El asesinato de la presidenta de la Diputación de León, Isabel Carrasco, y la profusión posterior de comentarios en las redes sociales – entre soeces y amenazantes – acerca de la justicia de su muerte, o el deseo de que se hiciera extensiva a otros dirigentes concretos o a la generalidad de la clase política, han devuelto al primer plano del debate social la fijación de los límites a la libertad de expresión.
Por si fuera poco el ruido generado por la muerte violenta de Carrasco, unos días después se añadió al caldo de la discusión el conocimiento de más de 17 mil comentarios ofensivos en la nube digital (Twitter) contra la comunidad judía en nuestro país. El detonante, en este caso, fue la victoria del Maccabi Tel Aviv sobre el Real Madrid en la final de la Euroliga de baloncesto.
Al hilo de estos dos hechos y del aluvión de pensamientos ofensivos arrojados en la red, ha actuado el Ministerio Público realizando varias actuaciones por la supuesta comisión de delitos de calumnias o injurias (Art. 205 y ss. del Código Penal) o de incitación a la discriminación, el odio o la violencia (Art. 505) y procediendo a analizar otros dos centenares por si pudieran encajar en alguno de estos tipos.
En paralelo al esclarecimiento de las consecuencias penales, se ha avivado una discusión en la que unos llaman la atención sobre la capacidad de las redes sociales (Twitter y Facebook, especialmente) para propagar infundios de cualquier naturaleza, mientras otros ven en el proceder de la Fiscalía una amenaza a la libertad de expresión.
Esa última corriente apela a la democracia de la red, como instrumento no sujeto al control de los poderes que representan la administración, las fuerzas económicas o los mismos medios de comunicación.
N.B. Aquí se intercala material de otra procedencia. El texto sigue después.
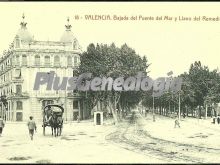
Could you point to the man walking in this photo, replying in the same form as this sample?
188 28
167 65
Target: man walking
31 126
177 123
2 124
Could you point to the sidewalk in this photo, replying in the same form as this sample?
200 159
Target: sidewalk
193 131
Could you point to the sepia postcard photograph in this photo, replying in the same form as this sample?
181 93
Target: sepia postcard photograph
109 82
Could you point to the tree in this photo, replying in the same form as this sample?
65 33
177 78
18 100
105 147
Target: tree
111 61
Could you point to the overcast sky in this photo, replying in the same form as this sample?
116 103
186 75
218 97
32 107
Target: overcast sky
168 45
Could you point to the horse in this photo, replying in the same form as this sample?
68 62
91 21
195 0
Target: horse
56 123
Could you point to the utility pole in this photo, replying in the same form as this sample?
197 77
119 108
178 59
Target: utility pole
179 105
153 110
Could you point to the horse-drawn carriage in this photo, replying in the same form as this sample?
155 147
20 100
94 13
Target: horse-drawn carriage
53 117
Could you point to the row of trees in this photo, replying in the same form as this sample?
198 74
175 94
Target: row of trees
200 90
111 61
200 86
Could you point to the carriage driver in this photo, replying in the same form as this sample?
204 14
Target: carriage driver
48 114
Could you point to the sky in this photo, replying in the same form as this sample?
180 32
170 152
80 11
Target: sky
168 45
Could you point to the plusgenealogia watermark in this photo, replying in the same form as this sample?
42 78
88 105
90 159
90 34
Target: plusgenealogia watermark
85 82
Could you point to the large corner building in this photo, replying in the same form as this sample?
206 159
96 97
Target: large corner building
19 65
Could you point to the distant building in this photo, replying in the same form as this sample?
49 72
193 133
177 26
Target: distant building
19 65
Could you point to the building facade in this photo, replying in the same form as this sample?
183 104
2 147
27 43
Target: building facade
19 65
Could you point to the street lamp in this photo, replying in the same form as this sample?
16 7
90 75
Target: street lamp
153 109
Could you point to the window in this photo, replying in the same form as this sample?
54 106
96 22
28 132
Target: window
17 73
47 60
75 104
24 59
69 61
75 44
37 60
17 44
17 60
18 89
46 102
19 105
75 61
56 61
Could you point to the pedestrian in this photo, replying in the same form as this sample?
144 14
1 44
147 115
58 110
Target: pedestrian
218 119
177 123
213 120
2 124
184 115
31 127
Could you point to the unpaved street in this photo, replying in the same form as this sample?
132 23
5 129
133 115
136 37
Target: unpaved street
134 136
136 140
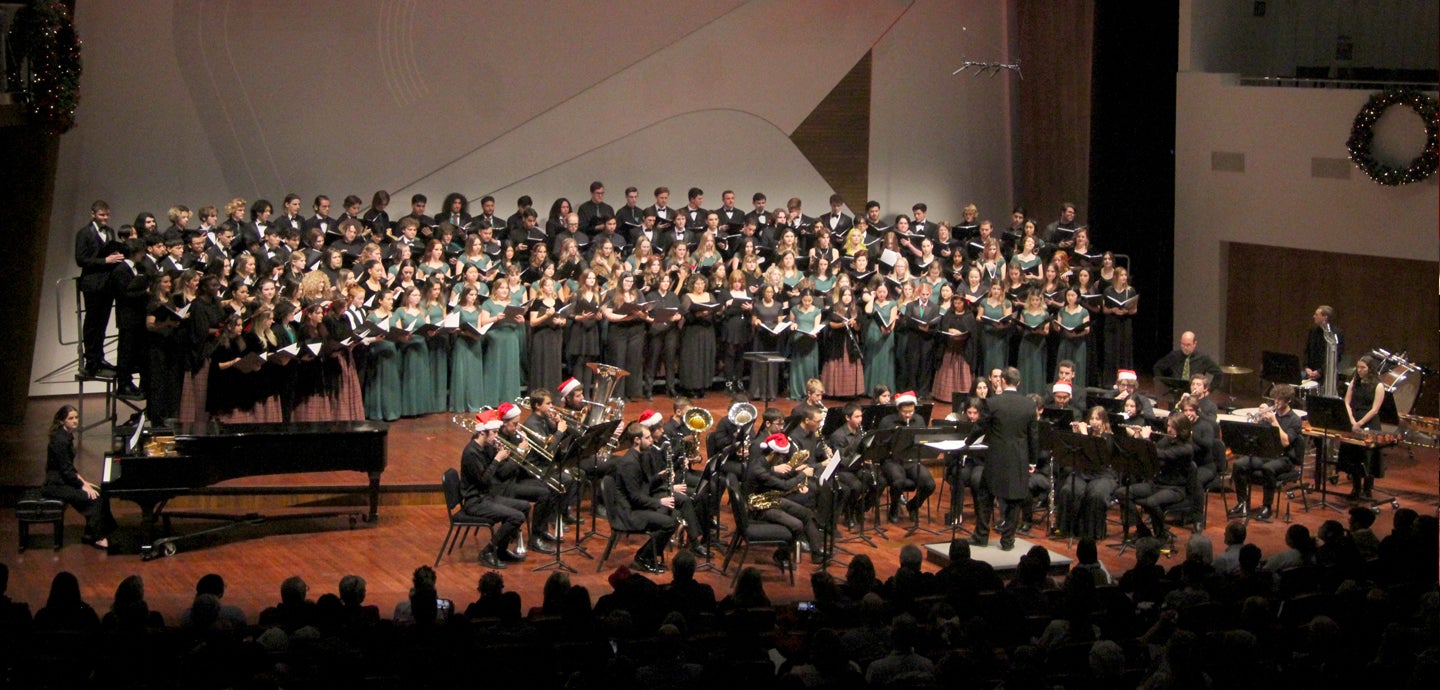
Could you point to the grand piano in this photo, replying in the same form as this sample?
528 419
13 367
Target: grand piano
150 471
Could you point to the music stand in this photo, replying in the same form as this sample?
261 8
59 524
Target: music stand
1331 418
1076 451
1174 386
1280 368
910 442
1132 457
874 447
831 490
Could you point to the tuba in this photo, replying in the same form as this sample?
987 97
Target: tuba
768 500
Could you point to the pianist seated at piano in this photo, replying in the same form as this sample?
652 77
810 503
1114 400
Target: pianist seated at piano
1362 399
65 484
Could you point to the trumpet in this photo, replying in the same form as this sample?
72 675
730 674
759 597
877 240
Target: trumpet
520 457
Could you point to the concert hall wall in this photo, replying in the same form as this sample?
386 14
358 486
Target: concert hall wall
1267 166
195 102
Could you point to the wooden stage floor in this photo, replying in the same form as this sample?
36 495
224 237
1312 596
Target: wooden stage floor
255 559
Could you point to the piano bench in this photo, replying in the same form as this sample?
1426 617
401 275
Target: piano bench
35 509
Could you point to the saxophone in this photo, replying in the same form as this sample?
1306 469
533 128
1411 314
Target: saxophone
768 500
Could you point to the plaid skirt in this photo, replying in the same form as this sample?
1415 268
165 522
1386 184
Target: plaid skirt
192 396
954 375
843 376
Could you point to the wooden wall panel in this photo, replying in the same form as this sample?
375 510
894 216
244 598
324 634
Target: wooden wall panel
1378 303
835 139
1053 163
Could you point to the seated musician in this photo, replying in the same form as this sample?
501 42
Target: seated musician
964 470
1083 497
1200 392
637 506
546 422
769 481
478 467
902 473
517 483
667 467
1125 388
846 441
1267 470
1174 476
1210 453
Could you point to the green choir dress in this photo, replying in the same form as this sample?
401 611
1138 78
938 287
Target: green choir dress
503 345
467 368
1031 359
804 352
880 352
1073 349
439 346
416 385
382 383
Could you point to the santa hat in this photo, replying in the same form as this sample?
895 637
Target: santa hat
778 442
488 421
568 386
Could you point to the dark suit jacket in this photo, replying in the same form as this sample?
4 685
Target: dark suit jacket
1010 431
90 257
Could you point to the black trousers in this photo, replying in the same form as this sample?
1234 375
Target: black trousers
504 512
98 304
660 526
795 517
905 476
98 523
1259 470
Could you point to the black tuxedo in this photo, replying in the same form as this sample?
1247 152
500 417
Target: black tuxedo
92 244
131 290
1013 438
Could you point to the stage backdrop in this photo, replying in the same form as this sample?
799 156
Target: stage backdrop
199 101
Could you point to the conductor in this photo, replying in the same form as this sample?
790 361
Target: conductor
1011 434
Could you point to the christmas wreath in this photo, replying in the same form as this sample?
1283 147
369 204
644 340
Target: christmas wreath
46 41
1362 134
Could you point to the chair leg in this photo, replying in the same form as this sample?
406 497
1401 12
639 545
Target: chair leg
609 546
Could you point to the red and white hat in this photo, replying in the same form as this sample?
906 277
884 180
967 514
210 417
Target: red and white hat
778 442
488 421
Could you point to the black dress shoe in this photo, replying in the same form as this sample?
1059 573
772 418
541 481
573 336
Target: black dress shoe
648 566
488 559
509 556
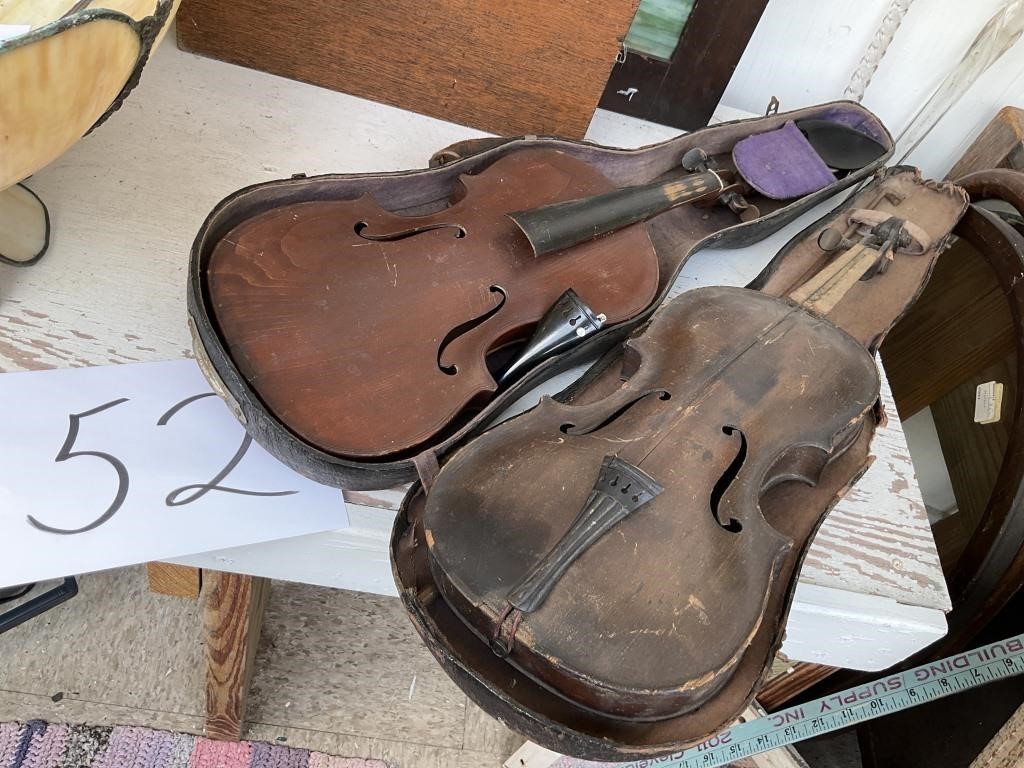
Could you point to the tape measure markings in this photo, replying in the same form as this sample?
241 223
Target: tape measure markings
894 693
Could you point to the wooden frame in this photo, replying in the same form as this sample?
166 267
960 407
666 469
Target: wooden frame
685 91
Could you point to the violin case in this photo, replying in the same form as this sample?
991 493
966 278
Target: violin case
650 635
674 236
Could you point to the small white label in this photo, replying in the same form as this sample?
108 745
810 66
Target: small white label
988 402
10 31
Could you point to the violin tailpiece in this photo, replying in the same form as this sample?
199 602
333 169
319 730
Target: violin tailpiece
568 322
621 489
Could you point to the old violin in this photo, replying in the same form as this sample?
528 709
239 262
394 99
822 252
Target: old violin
474 299
625 556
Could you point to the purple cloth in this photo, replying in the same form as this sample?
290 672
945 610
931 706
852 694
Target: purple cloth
781 164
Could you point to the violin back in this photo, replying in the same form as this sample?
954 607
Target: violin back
614 626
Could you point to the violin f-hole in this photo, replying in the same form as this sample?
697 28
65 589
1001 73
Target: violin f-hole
360 230
733 525
464 328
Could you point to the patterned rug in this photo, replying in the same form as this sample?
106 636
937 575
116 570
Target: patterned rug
39 744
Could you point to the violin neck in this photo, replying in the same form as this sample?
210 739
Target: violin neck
827 287
561 225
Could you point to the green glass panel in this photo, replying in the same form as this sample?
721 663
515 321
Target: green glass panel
657 26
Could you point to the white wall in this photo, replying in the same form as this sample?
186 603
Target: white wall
804 51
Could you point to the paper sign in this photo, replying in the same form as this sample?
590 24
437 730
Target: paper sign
109 466
988 402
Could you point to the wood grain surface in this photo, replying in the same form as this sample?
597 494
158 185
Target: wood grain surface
960 326
232 613
1000 144
515 67
176 581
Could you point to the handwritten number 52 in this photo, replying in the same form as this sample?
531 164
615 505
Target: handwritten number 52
177 498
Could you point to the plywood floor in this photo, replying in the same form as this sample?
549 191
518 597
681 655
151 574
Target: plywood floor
339 672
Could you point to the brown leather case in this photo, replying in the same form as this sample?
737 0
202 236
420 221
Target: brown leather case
658 632
675 236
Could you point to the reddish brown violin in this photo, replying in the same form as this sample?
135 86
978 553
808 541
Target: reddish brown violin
298 292
532 254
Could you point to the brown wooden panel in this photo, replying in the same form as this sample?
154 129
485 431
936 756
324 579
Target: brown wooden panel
960 325
999 145
232 615
685 91
974 452
790 682
177 581
514 67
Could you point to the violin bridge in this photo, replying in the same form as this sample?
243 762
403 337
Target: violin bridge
620 491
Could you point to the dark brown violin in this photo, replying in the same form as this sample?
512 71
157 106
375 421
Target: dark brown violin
627 554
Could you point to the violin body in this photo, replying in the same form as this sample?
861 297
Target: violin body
610 572
728 392
351 355
298 290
Bajo ese teórico virtuosismo cabría albergar cualquier exabrupto, ya sea deseando el mayor de los males a quien se ponga por delante – generalmente animando a que sean otros los ejecutores – o faltando a la dignidad de este o aquel grupo en función de sus particulares circunstancias de identidad sexual, racial, social profesional o política.
No parece adecuado, por otra parte, incurrir en la tentación de adaptar la legislación en caliente para tratar de frenar este desparrame de opiniones. Ya conocemos, y padecemos, la recurrente manía de partidos y grupos de presión a cambiar la ley a golpe de sucesos y parece comprobado que las más de las veces sólo terminan por provocar más frustración social que beneficios al común de la ciudadanía.
Y en el caso que nos ocupa, no hay nada nuevo bajo el sol. España posee una legislación suficiente en esta materia y, si acaso, lo que padece es un déficit de visitas a los juzgados – puede que condicionado por la conocida lentitud de nuestro sistema -, especialmente sonrojante cuando se compara nuestra tasa de denuncias por daño al honor (malamente sobrepasa las mil anuales) con la de algunos países del Norte de Europa (60 mil en el Reino Unido, 24 mil en Alemania o 6 mil en Suecia).
Internet y las redes sociales no han hecho otra cosa – no desdeñable en cualquier caso – que aumentar el volumen y las repeticiones de lo que antaño considerábamos chismorreos de patio de vecindad o comentarios fuera de tono en la barra de un bar. No han cambiado los tipos (ya suficientemente enunciados en nuestro ordenamiento) como la alarma que nos provoca comprobar la capacidad de propagación de una cadena de 140 caracteres fruto del pensamiento complejo de quienes han creído encontrar en esta vía el paradigma de la libertad y su única forma de ejercicio.
Y no menos cierto resulta el riesgo de relativizar el efecto nocivo de la palabra cuando – envuelta en aquel derecho que Montesquieu dijo estar dispuesto a defender con su vida – esconde una dosis de odio o animadversión suficiente para que, inoculada a través de un intangible gotero, no percibamos letal hasta que el veneno haya hecho su efecto.
Puede que la mayor lección a cuenta del asesinato de Isabel Carrasco o la victoria del Maccabi Tel Aviv sea reflexionar sobre la paradoja que provoca la libertad de defender la opinión del contrario que teorizó el barón de Montesquieu. Mientras la mayoría caminamos por una senda en la que hemos plantado unas vallas para contener el simple desprecio o limitar nuestros pensamientos más primarios, otros – sin ánimo alguno de reciprocidad, como se ve – pastan, mugen y defecan a los lados del camino.
Igual cuando sean mayoría comenzamos a preocuparnos. O igual, como dejó sentado el pastor luterano Martin Niemöller (1892-1984) en un célebre sermón luego atribuido al dramaturgo Bertolt Brecht: “Cuando vinieron a buscarme, no había nadie más que pudiera protestar”.